Başka bir deyişle, insan DNA'sının şempanze DNA'sından evrimleştiğine kanıt arandığı bir çalışmada, tarih öncesi orijinal insan diye şempanze başlangıç noktası olarak alınmaktadır. Daha çalışmanın başında evrim gerçekleşmiş varsayımı ile hareket edilmekte, sonra da elde edilen sonuç "evrim kanıtı" gibi gösterilmektedir.
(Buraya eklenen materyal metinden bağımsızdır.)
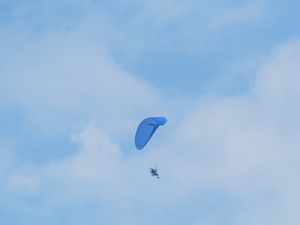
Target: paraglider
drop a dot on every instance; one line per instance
(145, 131)
(154, 172)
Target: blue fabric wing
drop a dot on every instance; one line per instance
(146, 129)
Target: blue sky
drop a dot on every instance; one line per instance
(77, 77)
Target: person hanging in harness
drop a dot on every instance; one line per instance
(154, 172)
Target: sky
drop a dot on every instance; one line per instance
(77, 78)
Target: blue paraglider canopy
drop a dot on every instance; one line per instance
(146, 129)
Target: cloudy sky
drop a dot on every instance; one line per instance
(77, 77)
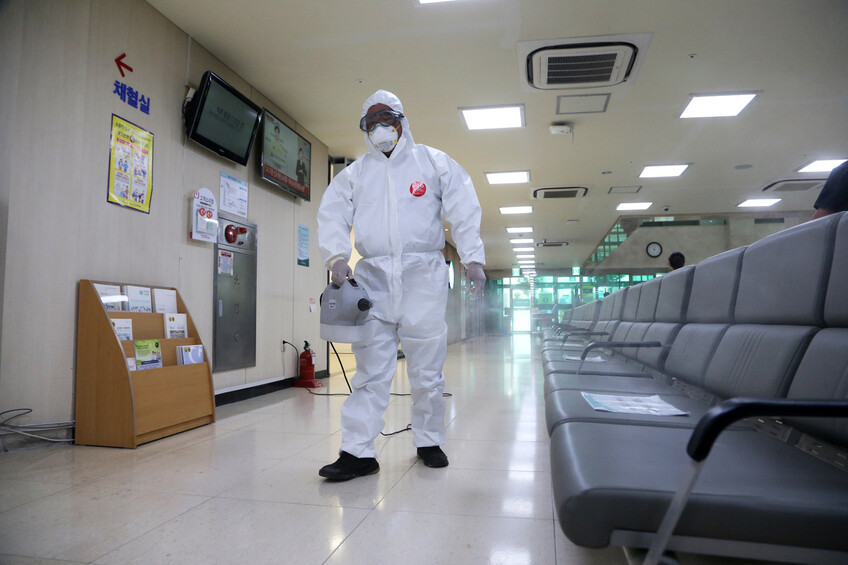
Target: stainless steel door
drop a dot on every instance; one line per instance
(234, 295)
Bu yüzden söz konusu çalışma bilimsellikten son derece uzaktır ve magazinsel niteliktedir.

Ayrıca evrimci araştırmacı eğer DNA'da meydana geldiğini iddia ettiği düzenli yararlı mutasyonları "moleküler saat"i hesaplamada temel olarak kullanacaksa sözde mutasyonların hızını da hesaplamak zorundadır. Ama çekirdekteki ya da mitokondrideki DNA'da ne sıklıkta mutasyona uğradıklarını gösterir herhangi bir gösterge bulunmaz.

İçindeki mantıkları değerlendirdiğimizde bu tez şunu göstermektedir: Bir kez daha evrim, evrimden yola çıkılarak kanıtlanmış gibi gösterilmeye çalışılmaktadır. DNA ile evrime kanıt aramak, tarafsız olarak yapılan bir çalışma değil, fakat "evrim zaten olmuş" önyargısı temel alınarak yapılmış bir göz boyamadır.

Evrimcilerin neden göz boyama ihtiyacı duydukları sorusunun cevabı ise, evrimi destekleyen hiçbir gerçek bilimsel kanıt olmayışıdır.